← Back

Performance Optimization: Batch Operations for Large Dataset Visualization

·visualization-utils

Performance Optimization: Batch Operations for Large Dataset Visualization

Key Takeaway

Our visualization Lambda timed out when processing datasets with more than 5,000 points, processing one chart at a time with no optimization. Implementing batch operations, data sampling, and parallel processing reduced average response time from 8.5 seconds to 1.2 seconds and eliminated timeouts.

The Problem

We generated charts sequentially without any performance optimization:

def lambda_handler(event, context):
    data = json.loads(event['body'])

    # Process entire dataset every time
    chart = generate_chart(data)  # No batching, no sampling

    return {
        'statusCode': 200,
        'body': json.dumps({'chart': chart})
    }

def generate_chart(data):
    # Inefficient: creates full chart even for 100,000 points
    x = data['x']['value']  # Load all data
    y = data['y'][0]['value']  # Load all data

    fig = go.Figure(data=[go.Bar(x=x, y=y)])  # Process everything
    return fig.to_json()  # Serialize everything

This caused severe performance issues:

  1. Lambda Timeouts: 15-second limit exceeded for large datasets
  2. Memory Exhaustion: Charts with 50,000+ points consumed 2GB+ memory
  3. Slow Rendering: Browsers struggled to render massive JSON payloads
  4. Network Overhead: 10MB+ response sizes on slow connections
  5. Cost Escalation: Long execution times = higher AWS costs

Context and Background

Different use cases had vastly different data sizes:

  • Simple dashboards: 10-100 data points
  • Daily reports: 500-1,000 points
  • Monthly analytics: 5,000-10,000 points
  • Historical analysis: 50,000-1,000,000 points

Our one-size-fits-all approach worked fine for small datasets but failed catastrophically for large ones. Users with historical data couldn't generate charts at all, receiving timeout errors or browser crashes when trying to render 100,000-point visualizations.

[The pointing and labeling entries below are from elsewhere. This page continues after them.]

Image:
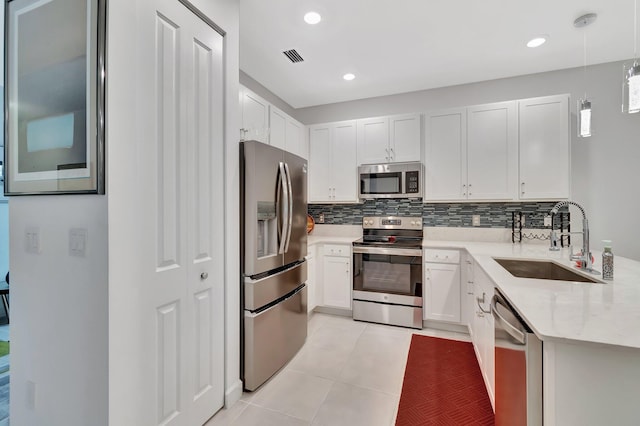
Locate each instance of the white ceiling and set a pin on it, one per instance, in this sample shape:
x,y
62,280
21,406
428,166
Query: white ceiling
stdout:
x,y
397,46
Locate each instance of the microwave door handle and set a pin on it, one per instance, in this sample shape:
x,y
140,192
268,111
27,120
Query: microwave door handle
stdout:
x,y
289,207
281,201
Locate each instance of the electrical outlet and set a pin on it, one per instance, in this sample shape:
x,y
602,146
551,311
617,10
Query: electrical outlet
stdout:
x,y
31,395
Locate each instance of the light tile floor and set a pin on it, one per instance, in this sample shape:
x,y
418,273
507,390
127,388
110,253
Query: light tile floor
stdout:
x,y
4,379
347,373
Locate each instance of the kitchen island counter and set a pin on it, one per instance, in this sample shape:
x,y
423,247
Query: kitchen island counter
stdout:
x,y
606,313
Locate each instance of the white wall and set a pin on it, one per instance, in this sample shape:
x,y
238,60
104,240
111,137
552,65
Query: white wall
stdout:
x,y
604,170
4,238
59,317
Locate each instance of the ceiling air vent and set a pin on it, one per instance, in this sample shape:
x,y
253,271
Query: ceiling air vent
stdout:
x,y
293,55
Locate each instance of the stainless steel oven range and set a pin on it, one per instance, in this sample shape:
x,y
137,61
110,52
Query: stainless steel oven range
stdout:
x,y
387,271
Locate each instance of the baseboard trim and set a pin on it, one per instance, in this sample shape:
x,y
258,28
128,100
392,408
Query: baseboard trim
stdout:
x,y
446,326
233,394
333,311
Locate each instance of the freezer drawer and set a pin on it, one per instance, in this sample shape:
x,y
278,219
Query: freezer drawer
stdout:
x,y
260,292
273,337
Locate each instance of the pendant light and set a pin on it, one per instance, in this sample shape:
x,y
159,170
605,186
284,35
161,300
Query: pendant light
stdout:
x,y
631,73
583,112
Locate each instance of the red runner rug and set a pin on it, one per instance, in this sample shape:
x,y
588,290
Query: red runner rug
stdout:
x,y
443,385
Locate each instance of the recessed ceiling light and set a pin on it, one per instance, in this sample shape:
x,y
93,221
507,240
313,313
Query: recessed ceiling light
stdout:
x,y
312,18
537,41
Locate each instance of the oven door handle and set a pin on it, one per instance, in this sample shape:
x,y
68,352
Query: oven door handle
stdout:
x,y
387,251
518,335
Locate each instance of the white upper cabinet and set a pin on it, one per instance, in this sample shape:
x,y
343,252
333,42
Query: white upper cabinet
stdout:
x,y
332,163
373,141
445,154
472,153
264,122
277,128
389,139
286,133
404,134
255,116
492,151
544,148
295,140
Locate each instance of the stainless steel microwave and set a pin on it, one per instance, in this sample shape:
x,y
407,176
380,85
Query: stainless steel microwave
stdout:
x,y
390,180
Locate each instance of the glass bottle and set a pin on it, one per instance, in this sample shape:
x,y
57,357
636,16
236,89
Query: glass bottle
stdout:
x,y
607,261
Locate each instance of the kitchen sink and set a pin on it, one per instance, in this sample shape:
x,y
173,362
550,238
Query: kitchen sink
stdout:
x,y
541,269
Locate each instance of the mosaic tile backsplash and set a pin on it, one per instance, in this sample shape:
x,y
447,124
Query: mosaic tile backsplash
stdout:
x,y
492,215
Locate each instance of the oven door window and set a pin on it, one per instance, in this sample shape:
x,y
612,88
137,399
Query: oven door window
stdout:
x,y
388,274
380,183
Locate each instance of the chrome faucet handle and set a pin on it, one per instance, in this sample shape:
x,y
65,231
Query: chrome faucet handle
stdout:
x,y
553,241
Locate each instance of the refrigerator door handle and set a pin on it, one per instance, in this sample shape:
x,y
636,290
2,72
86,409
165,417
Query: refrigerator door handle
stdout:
x,y
282,201
289,219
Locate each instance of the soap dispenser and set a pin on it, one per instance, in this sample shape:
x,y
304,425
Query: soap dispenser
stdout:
x,y
607,261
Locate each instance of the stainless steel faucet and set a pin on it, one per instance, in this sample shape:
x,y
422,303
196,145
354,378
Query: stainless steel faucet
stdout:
x,y
583,256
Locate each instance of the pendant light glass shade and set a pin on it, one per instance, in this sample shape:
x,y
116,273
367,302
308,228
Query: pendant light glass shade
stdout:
x,y
584,118
631,87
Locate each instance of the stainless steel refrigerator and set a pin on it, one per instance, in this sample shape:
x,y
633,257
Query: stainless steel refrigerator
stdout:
x,y
274,271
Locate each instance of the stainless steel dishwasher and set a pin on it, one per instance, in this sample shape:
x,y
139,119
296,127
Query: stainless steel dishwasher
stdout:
x,y
518,368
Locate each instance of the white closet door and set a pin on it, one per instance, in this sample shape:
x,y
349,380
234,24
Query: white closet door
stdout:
x,y
180,298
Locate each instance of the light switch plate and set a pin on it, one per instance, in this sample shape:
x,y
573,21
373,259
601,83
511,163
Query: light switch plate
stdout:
x,y
78,242
32,240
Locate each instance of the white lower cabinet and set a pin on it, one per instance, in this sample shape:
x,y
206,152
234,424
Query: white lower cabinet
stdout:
x,y
482,331
467,296
336,276
442,285
312,286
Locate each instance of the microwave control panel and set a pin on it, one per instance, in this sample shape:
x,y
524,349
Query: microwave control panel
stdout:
x,y
411,182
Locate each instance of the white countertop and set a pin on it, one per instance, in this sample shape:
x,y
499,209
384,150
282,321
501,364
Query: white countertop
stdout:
x,y
325,239
602,313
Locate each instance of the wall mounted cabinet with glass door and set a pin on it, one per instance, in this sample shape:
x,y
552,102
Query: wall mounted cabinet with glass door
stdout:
x,y
472,153
391,139
332,163
544,147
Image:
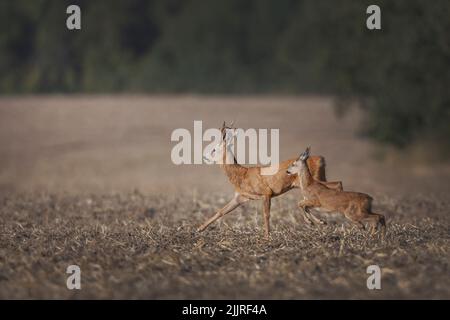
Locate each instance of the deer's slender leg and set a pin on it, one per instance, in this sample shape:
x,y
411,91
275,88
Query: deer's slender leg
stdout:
x,y
230,206
267,216
308,216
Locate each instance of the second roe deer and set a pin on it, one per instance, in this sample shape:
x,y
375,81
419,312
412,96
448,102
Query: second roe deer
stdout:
x,y
355,206
251,184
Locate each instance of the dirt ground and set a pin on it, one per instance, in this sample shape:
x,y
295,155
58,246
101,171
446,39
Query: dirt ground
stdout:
x,y
89,181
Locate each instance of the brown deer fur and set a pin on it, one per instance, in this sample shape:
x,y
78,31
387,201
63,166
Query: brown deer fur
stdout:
x,y
355,206
250,184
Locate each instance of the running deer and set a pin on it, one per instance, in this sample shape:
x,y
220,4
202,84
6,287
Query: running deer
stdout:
x,y
251,184
355,206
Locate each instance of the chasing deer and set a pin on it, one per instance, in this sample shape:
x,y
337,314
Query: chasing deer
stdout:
x,y
355,206
251,184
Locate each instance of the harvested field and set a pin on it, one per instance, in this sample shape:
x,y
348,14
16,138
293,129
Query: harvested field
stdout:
x,y
89,181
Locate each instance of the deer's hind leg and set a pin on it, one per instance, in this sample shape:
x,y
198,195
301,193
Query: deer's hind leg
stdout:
x,y
377,222
309,218
230,206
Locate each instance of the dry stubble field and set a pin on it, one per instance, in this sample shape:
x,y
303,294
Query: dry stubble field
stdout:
x,y
89,181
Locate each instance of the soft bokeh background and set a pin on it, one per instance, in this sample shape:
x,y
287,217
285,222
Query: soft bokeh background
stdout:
x,y
86,119
399,75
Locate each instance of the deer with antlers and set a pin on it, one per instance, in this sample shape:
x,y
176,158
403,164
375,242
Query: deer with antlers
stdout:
x,y
355,206
250,183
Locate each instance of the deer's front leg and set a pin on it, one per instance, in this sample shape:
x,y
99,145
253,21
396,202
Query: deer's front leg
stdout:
x,y
230,206
266,211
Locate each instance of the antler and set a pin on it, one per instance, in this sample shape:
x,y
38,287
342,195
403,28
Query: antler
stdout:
x,y
305,154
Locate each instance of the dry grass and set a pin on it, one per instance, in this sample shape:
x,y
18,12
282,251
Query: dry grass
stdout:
x,y
136,246
67,165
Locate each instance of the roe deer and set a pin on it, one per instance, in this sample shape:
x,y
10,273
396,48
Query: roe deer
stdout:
x,y
355,206
250,184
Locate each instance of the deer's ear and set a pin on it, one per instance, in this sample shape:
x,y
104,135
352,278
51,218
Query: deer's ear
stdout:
x,y
229,134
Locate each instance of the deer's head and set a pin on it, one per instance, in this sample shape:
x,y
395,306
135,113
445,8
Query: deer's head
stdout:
x,y
216,154
300,163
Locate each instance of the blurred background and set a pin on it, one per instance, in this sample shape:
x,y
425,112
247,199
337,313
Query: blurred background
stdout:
x,y
296,59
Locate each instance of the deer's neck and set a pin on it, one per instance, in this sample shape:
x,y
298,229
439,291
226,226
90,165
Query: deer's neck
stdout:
x,y
234,171
305,177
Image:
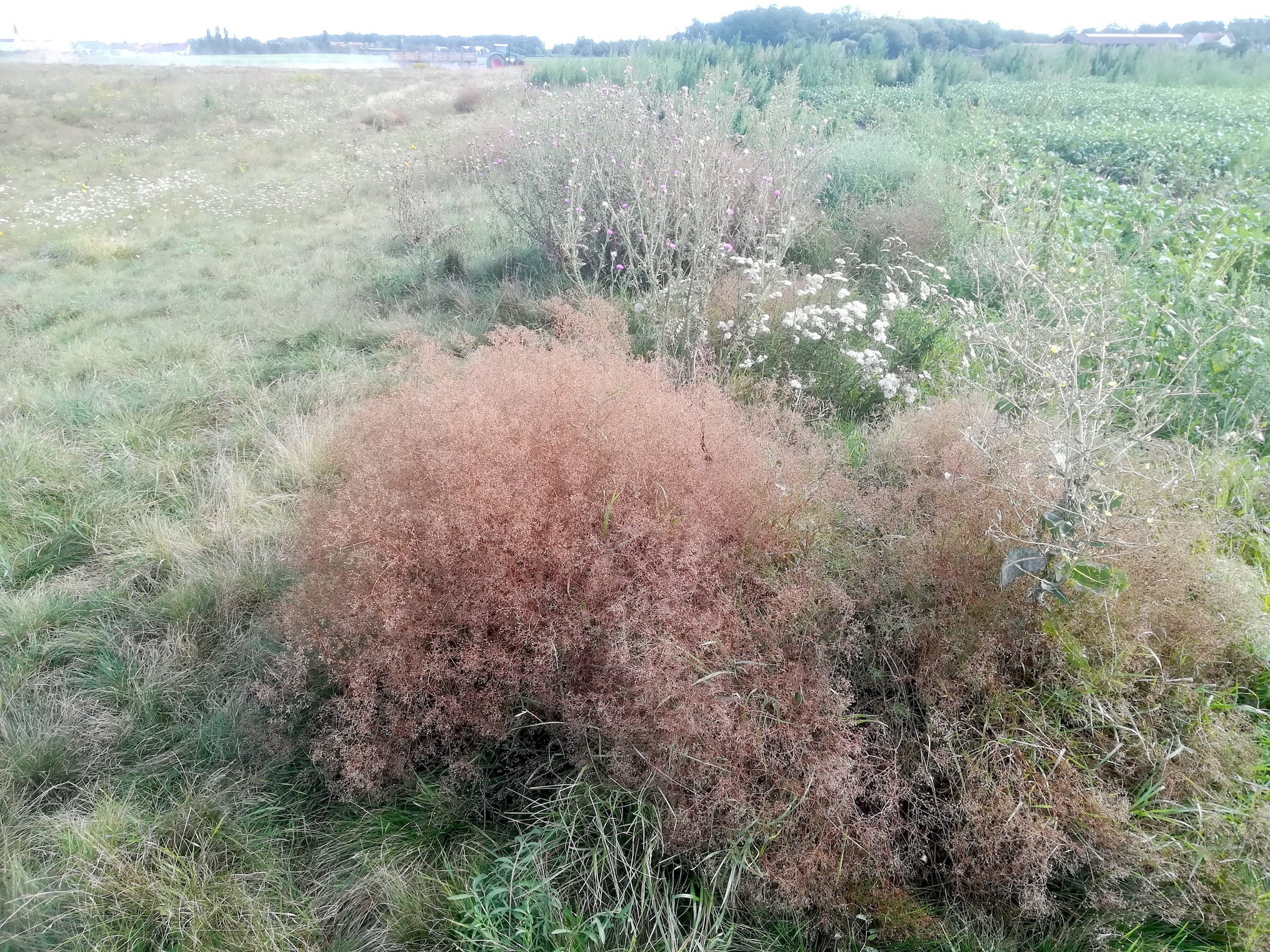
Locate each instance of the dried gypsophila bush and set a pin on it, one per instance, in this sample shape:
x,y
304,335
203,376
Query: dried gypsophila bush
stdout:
x,y
651,194
1099,741
559,536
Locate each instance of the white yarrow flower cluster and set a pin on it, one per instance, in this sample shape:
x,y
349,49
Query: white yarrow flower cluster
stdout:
x,y
826,310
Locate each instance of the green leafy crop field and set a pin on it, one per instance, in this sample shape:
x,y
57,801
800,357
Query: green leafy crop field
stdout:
x,y
382,559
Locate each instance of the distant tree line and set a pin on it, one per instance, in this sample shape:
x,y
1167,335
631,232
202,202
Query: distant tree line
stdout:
x,y
220,41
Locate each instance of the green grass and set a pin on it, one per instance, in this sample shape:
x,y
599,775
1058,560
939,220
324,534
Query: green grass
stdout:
x,y
173,360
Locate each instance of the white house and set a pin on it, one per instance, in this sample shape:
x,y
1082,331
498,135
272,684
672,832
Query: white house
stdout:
x,y
1219,38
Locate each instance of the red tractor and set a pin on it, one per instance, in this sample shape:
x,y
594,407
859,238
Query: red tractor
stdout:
x,y
503,56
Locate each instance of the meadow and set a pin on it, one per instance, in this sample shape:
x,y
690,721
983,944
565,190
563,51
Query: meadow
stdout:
x,y
794,375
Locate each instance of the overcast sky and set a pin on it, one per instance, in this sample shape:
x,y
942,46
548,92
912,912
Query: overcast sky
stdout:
x,y
559,21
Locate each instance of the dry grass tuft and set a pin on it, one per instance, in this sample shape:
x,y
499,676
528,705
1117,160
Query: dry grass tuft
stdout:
x,y
470,99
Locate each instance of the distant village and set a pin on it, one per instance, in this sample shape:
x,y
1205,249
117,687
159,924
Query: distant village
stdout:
x,y
222,42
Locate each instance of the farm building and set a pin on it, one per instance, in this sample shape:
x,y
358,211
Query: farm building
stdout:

The fundamental issue: humans can't visually distinguish between 10,000 and 100,000 points on a chart. Processing all points was wasteful.

The Solution

We implemented intelligent batching, sampling, and optimization:

import numpy as np
from typing import List, Dict, Tuple
import time

class DataProcessor:
    """Optimize data processing for visualization"""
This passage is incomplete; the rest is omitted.